Die letzten 27 Personen an Bord – 25 Besatzungsmitglieder und zwei medizinische Mitarbeiter – gingen von Bord. Auch die Leiche einer am 3. Mai auf See gestorbenen deutschen Frau wurde nach Rotterdam gebracht.
Wie der "Spiegel" berichtet, soll die verstorbene Deutsche in einem Krematorium nahe dem Amsterdamer Flughafen Schiphol eingeäschert werden. "Die Asche wird dann der Familie übergeben", sagte die Direktorin des Rotterdamer Gesundheitsamts, Yvonne van Duijnhoven.
Für 23 Besatzungsmitglieder – Bürger der Philippinen (17), der Ukraine (4) sowie Russlands (1) und Polens (1) – wurden Quarantäne-Unterkünfte eingerichtet, teils in Containern und teils an Bord. Zwei niederländische Crewmitglieder durften sich zu Hause isolieren.

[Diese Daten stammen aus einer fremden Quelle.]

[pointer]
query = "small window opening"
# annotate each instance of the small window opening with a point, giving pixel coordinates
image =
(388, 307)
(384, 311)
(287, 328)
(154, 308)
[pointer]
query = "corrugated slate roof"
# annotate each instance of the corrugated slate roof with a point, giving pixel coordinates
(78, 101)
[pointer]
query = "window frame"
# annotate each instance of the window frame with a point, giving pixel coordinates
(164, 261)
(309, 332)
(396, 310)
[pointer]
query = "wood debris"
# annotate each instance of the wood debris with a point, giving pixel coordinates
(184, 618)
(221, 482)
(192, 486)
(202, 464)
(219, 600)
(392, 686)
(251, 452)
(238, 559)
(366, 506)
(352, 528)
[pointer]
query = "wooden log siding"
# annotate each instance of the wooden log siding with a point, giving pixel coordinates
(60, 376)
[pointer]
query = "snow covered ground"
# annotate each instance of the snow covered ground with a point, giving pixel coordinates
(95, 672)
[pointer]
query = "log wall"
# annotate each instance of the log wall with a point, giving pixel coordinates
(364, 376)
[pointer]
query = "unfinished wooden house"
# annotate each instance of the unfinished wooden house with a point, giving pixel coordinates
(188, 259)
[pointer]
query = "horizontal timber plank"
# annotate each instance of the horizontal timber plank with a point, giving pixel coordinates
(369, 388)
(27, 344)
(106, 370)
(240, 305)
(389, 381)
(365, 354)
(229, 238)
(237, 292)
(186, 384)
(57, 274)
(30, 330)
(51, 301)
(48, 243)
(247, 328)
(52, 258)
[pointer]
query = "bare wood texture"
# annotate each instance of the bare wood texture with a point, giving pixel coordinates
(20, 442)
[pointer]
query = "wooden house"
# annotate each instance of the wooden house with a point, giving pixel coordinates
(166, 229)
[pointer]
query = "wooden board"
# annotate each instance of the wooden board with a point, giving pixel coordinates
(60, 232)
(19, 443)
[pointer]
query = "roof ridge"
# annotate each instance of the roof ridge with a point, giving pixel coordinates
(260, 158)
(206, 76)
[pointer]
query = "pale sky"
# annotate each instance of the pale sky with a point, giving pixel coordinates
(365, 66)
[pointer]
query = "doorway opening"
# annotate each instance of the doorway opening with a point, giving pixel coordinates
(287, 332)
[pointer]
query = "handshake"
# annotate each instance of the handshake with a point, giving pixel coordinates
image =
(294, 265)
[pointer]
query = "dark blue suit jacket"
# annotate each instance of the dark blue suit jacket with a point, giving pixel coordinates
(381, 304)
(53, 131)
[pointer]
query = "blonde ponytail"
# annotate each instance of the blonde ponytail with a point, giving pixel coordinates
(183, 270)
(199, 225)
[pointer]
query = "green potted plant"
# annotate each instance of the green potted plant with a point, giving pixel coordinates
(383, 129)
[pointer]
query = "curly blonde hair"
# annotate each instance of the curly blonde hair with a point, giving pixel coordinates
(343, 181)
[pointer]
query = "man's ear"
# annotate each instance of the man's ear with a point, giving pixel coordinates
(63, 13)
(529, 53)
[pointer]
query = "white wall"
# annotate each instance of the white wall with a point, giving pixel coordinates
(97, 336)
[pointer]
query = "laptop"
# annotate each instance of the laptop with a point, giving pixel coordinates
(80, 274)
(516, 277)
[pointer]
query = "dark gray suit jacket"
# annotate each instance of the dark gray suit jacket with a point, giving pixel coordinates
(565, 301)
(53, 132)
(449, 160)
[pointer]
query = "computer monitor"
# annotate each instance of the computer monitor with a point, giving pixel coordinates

Bei keinem der zuletzt an Bord befindlichen Menschen waren Symptome einer Virusinfektion festgestellt worden. Die Desinfektion und Reinigung des Schiffs beginnt am Dienstag und dauert voraussichtlich bis Freitag.
Die wochenlang von Schlagzeilen über den Virusausbruch überschattete Reise hatte am 1. April in Ushuaia begonnen, der südlichsten Stadt Argentiniens. Anfangs waren mehr als 170 Passagiere und Crewmitglieder aus 23 Ländern an Bord.
Insgesamt starben drei Passagiere an dem Virus. Am 11. April verstarb ein niederländischer Passagier, seine Frau folgte am 26. April in einem Krankenhaus in Johannesburg. Die Weltgesundheitsorganisation geht bislang von insgesamt elf Infektionsfällen aus.